Emma. Ah! Ah! Vedi come subito hai indovinato?... (mentre si tira un po' su a sedere e apre la lettera della mamma) Sul colpo: donna Fanny! La cara Fanny! Mi fa un dispetto che tu dica quel nome odioso, colla stessa bocca e colla stessa voce, come dici Emma. E mi fa sempre l'amica!... Ed io la devo sopportare per le convenienze! Come sono ipocrite le convenienze!... (facendo colle labbra un moto di sprezzo e di nausea) Peuh!...

Nei primi giorni del matrimonio, Giordano ha confidato alla moglie che la Simonetti, a Milano, è stata amante anche sua, per qualche settimana. E non è stato così leggero e loquace per vanità; Giordano Mari non è d'altro vano che di sè stesso; ma solo per prudenza; per un'abile diplomazia. In tal modo spiegava ad Emma quanto solo in parte era vero: cioè, che tutte le cattiverie, le insinuazioni, le falsità, le calunnie, messe in giro sul suo conto, sul suo passato, sulla sua vita, a Padova, sui suoi debiti, sulla sua famiglia, erano quelle solite guerre di donna, lo sfogo del dispetto, della collera, della gelosia di donna Fanny, la quale si credeva ingannata e si vedeva abbandonare per un'altra. Ma s'intende ch'egli non aveva detto tutto a sua moglie: non le aveva raccontato come era stata ottenuta la tregua da quella sua nemica acerrima: anzi, più ancora di una tregua: l'alleanza!

Egli aveva minacciato donna Fanny di spedire direttamente certe sue lettere divise in parti eguali, l'una all'Onorevole e l'altra a Guido Bardi.

Emma (che intanto ha cominciato a leggere la lettera della signora Letizia) La mamma ti saluta.

— Grazie.

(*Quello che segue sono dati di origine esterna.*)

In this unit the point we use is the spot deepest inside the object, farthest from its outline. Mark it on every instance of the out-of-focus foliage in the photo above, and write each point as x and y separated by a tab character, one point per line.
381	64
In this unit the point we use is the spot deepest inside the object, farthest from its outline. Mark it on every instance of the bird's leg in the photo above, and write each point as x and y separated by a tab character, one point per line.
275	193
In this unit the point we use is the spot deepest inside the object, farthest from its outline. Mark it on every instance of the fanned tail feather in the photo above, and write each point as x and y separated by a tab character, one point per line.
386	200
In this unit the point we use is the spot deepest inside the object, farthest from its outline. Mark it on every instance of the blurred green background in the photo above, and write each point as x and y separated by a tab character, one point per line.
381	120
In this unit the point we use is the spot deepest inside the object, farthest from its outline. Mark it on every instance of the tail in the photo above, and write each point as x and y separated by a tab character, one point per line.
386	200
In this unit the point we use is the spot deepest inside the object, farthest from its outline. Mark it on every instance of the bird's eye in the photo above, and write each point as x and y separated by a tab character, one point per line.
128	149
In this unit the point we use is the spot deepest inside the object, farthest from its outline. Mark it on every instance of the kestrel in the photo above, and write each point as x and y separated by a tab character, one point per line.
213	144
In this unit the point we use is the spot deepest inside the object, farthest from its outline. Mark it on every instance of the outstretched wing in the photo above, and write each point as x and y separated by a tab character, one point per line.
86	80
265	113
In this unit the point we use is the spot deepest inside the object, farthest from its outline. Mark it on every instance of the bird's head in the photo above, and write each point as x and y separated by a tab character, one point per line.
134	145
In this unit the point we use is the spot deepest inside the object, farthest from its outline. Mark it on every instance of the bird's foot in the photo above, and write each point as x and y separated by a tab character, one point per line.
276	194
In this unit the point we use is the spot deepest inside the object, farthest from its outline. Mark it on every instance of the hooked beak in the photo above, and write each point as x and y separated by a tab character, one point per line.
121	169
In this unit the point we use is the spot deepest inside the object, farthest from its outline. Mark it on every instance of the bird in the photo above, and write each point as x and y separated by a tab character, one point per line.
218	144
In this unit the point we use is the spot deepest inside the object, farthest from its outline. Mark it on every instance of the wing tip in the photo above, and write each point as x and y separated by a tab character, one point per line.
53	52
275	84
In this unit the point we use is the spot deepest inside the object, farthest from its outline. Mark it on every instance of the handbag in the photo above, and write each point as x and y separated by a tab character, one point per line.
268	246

Sta bene?

— Dice di no, ma pare di sì! Mi scrive che il dottore, «date le condizioni eccezionali della sua povera salute, è però abbastanza... contentino...».

Giordano (sorridendo) Allora andiamo benone.

Emma. Il babbo sta preparandoci un bellissimo regalo per il nostro salotto dell'Argentera. Il suo busto in bronzo. Poveretto, si secca due ore al giorno a posare per noi, nello studio dello scultore Quadrelli.

— Gli devi scriver subito e ringraziarlo.